IL est des situations qui,
au-delà des mots pour les exprimer, restent
inimaginables. Les conditions dans lesquelles
vivent et travaillent les agents de la brigade
de la gendarmerie de la Société d'exploitation
du Transgabonais (Setrag), à Akournam, dépassent
l'entendement. Tout est à revoir ou presque. La
première chose qui retient le visiteur de
passage dans le quartier est d'abord l'état du
bâtiment abritant les bureaux des quelque quinze
agents en service dans cette brigade de
gendarmerie.
En réalité, la bâtisse
ressemble plus à un grabat qu'à un espace de
travail. Les murs, détruits dernièrement par
l'orage, ont été montés à aide de planches de
contreplaqués. Aucune couche de peinture n'est
venue améliorer le décor. A l'intérieur du
bureau, la situation n'est guère reluisante. La
toiture est si usée qu'elle laisse suinter de
l'eau. A chaque averse, les gendarmes en service
à la brigade de Setrag ont les pieds dans l'eau.

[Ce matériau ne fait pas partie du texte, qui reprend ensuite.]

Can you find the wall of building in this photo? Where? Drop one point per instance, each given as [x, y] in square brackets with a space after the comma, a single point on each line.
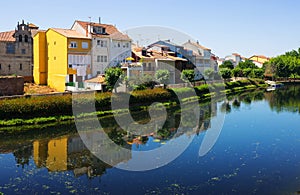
[40, 69]
[11, 85]
[57, 60]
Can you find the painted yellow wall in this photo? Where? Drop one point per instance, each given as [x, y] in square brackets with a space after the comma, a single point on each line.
[57, 60]
[258, 59]
[40, 59]
[57, 154]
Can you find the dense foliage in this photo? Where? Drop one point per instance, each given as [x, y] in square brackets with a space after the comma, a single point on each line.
[113, 77]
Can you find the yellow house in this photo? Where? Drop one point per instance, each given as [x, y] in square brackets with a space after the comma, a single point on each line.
[63, 58]
[259, 58]
[39, 58]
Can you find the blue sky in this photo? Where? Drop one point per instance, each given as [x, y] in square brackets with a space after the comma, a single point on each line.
[266, 27]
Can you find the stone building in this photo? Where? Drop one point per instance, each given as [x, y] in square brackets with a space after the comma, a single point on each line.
[16, 51]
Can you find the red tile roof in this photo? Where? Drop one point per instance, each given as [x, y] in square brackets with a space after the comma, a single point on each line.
[111, 30]
[69, 33]
[7, 36]
[200, 46]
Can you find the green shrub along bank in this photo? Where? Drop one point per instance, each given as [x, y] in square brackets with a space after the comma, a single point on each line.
[43, 109]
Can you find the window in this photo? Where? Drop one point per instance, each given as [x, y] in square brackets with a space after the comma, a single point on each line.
[102, 43]
[101, 58]
[73, 44]
[71, 78]
[10, 48]
[85, 45]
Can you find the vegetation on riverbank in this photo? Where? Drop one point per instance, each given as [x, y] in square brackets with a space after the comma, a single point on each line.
[50, 109]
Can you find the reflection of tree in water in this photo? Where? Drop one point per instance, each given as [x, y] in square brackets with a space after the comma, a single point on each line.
[285, 99]
[23, 155]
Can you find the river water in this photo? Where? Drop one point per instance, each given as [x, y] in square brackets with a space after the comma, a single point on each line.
[257, 152]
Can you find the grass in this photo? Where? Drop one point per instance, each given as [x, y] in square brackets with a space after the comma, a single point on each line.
[55, 109]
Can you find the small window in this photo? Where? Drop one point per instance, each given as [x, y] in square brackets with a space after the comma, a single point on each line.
[10, 48]
[73, 44]
[26, 39]
[85, 45]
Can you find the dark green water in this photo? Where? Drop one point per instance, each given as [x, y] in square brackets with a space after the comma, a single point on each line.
[257, 152]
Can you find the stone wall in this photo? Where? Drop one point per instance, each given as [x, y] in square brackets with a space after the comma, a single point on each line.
[11, 85]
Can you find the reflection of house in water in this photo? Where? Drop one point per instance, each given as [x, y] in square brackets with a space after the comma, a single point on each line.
[70, 153]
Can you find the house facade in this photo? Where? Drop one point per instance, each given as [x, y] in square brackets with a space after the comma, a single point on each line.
[62, 59]
[16, 51]
[110, 47]
[235, 58]
[201, 57]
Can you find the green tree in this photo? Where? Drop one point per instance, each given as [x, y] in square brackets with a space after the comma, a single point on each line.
[225, 73]
[113, 78]
[227, 64]
[208, 73]
[257, 73]
[246, 64]
[237, 72]
[162, 76]
[247, 72]
[188, 76]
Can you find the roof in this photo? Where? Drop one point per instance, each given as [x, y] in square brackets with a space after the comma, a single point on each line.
[260, 56]
[69, 33]
[198, 45]
[111, 30]
[7, 36]
[236, 54]
[33, 26]
[98, 79]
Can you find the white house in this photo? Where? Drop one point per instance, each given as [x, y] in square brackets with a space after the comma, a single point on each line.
[201, 57]
[234, 58]
[110, 47]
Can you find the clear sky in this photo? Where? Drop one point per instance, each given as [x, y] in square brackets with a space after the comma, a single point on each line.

Pour contourner la difficulté, les intéressés
sont contraints de placer des récipients au sol
pour recueillir les gouttes qui suintent afin
qu'elles n'y forment pas des nappes.
Pour tout dire, les
différents bureaux de la brigade de gendarmerie
de Setrag sont dépourvues de toutes commodités.

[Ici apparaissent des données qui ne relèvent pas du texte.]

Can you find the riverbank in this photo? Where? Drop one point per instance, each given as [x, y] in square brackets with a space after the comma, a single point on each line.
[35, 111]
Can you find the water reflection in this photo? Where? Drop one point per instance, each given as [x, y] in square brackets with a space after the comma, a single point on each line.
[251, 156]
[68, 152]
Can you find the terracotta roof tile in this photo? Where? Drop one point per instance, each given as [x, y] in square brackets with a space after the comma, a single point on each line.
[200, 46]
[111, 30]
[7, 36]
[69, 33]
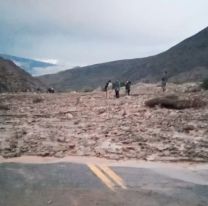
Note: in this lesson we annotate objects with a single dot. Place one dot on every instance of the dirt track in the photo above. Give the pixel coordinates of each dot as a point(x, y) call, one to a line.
point(86, 124)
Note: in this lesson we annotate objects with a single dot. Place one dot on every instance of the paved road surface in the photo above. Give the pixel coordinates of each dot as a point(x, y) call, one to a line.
point(69, 184)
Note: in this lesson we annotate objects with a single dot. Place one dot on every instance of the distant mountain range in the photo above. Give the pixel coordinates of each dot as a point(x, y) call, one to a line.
point(187, 61)
point(15, 79)
point(29, 65)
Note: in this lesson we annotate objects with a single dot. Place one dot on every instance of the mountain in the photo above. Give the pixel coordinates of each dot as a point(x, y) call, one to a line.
point(28, 65)
point(187, 61)
point(15, 79)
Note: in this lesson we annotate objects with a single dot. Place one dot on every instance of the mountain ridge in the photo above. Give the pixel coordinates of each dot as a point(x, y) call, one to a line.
point(185, 57)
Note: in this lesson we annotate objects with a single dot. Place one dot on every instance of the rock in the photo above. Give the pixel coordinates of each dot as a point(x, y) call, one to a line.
point(61, 139)
point(188, 128)
point(173, 102)
point(72, 146)
point(59, 154)
point(69, 116)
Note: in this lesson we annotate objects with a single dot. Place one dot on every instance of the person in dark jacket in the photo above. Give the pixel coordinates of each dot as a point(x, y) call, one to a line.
point(108, 87)
point(117, 88)
point(128, 87)
point(164, 81)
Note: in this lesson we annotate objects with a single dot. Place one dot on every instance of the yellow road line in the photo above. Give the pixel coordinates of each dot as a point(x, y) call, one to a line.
point(102, 176)
point(117, 179)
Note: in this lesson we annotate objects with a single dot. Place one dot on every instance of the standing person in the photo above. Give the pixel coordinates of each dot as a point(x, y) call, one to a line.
point(164, 81)
point(108, 87)
point(117, 88)
point(128, 87)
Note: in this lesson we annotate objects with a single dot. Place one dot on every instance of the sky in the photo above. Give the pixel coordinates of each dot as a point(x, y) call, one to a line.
point(84, 32)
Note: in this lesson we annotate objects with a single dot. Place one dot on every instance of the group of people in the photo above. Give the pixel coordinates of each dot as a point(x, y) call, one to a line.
point(109, 86)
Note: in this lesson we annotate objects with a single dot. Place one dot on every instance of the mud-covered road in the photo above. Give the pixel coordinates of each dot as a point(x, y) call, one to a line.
point(88, 124)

Les climatiseurs y sont aussi rares que des
merles blancs. Pour faire face aux vagues de
chaleur fui sévissent ces dernières années dans
le pays, les gendarmes ont recours aux
ventilateurs, très souvent achetés sur fonds
propres. Le comble est que ces machines ne
durent pas, en raison de leur surexploitation ou
de leur mauvaise qualité. Lorsqu'elles tombent
en panne, les agents font contre mauvaise
fortune bon coeur.
Au plus fort des vagues de
chaleur, il n'est pas rare de voir ces
fonctionnaires travailler presque torse nu,
faute d'un système d'aération ou de
climatisation. Les jours passent et leurs
conditions de travail ne s'améliorent guère.

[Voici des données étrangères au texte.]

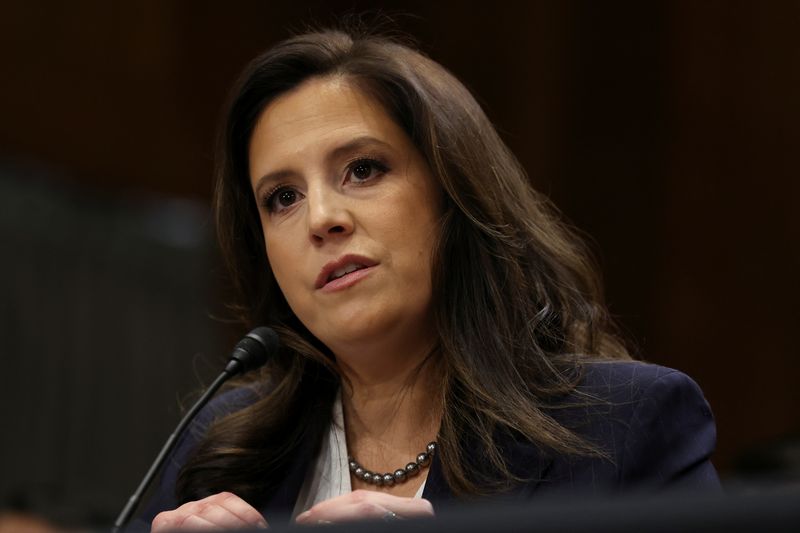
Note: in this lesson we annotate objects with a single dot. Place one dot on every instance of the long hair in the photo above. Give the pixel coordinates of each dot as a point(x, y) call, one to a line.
point(517, 302)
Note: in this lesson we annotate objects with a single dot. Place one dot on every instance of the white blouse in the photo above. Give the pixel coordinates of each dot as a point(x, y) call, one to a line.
point(329, 475)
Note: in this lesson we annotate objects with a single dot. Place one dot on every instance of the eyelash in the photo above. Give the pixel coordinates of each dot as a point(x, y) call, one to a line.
point(377, 166)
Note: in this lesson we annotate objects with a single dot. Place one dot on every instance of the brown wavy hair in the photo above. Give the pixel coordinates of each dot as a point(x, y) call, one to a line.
point(517, 301)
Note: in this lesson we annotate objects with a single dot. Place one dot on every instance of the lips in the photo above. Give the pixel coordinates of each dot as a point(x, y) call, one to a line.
point(335, 273)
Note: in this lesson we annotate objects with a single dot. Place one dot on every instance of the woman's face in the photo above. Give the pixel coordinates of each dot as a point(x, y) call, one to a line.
point(350, 216)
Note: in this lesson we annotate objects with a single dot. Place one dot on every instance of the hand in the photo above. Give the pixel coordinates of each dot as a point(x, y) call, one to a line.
point(220, 511)
point(365, 504)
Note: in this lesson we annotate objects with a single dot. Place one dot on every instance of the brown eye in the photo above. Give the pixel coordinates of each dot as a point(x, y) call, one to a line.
point(282, 199)
point(287, 197)
point(366, 170)
point(362, 171)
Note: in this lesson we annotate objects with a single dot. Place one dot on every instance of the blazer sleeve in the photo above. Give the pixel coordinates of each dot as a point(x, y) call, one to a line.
point(670, 438)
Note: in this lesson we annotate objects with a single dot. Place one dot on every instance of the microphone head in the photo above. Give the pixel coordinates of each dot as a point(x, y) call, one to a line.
point(253, 350)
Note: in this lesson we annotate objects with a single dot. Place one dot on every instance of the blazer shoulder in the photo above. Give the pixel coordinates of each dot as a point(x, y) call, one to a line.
point(652, 422)
point(631, 380)
point(163, 497)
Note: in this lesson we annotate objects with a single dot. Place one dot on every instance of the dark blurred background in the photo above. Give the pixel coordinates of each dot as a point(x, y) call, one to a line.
point(669, 132)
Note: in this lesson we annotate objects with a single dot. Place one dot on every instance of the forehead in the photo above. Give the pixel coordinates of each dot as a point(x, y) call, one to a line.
point(319, 114)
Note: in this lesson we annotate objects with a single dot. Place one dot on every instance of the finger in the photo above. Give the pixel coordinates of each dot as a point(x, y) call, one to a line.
point(198, 523)
point(406, 507)
point(360, 505)
point(239, 508)
point(222, 510)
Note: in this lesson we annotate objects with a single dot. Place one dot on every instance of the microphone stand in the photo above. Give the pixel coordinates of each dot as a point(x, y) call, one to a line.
point(133, 501)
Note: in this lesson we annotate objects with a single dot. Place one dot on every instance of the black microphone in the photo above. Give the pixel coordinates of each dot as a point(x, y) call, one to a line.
point(250, 353)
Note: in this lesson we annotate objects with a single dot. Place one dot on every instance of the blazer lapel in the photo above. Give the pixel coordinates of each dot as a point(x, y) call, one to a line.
point(525, 460)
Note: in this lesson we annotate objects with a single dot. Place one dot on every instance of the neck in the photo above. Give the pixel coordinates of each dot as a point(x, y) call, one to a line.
point(392, 410)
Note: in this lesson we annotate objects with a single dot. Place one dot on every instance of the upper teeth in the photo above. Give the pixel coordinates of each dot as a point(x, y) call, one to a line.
point(339, 272)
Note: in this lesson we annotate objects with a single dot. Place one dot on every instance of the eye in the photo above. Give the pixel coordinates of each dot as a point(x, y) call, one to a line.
point(282, 198)
point(362, 170)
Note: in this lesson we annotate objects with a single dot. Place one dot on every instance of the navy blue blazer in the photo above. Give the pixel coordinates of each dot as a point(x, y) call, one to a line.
point(652, 421)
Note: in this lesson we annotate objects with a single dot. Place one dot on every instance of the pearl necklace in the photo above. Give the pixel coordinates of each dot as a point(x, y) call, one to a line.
point(401, 475)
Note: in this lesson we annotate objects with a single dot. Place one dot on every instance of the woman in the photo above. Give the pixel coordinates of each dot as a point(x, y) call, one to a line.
point(443, 334)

Dans un corps militaire où le droit de réserve
est de mise, les agents de la brigade de Setrag
n'ont pas autres choix que de se murer dans un
grand silence, lequel est plus bruyant que mille
discours. Dans une large mesure, ils prennent la
vie telle qu'elle se présente sans espoir de
changement.
A y regarder de près, c'est
avec un moral déjà écorché qu'ils arrivent
chaque matin à leurs postes de travail. Car,
leurs logements sont à l'image d'abris de
fortune, souvent implantés dans les campements
de pêche. Dans des habitations construites en
contreplaqués, ils côtoient le
sous-développement et la misère. Pour se
garantir un minimum d'intimité, d'aucuns ont été
contraints de compartimenter, à l'aide des
planches, les maisons qu'ils partagent.
Pourtant, les murs non épais laissent échapper
tous les bruits venant des différentes pièces.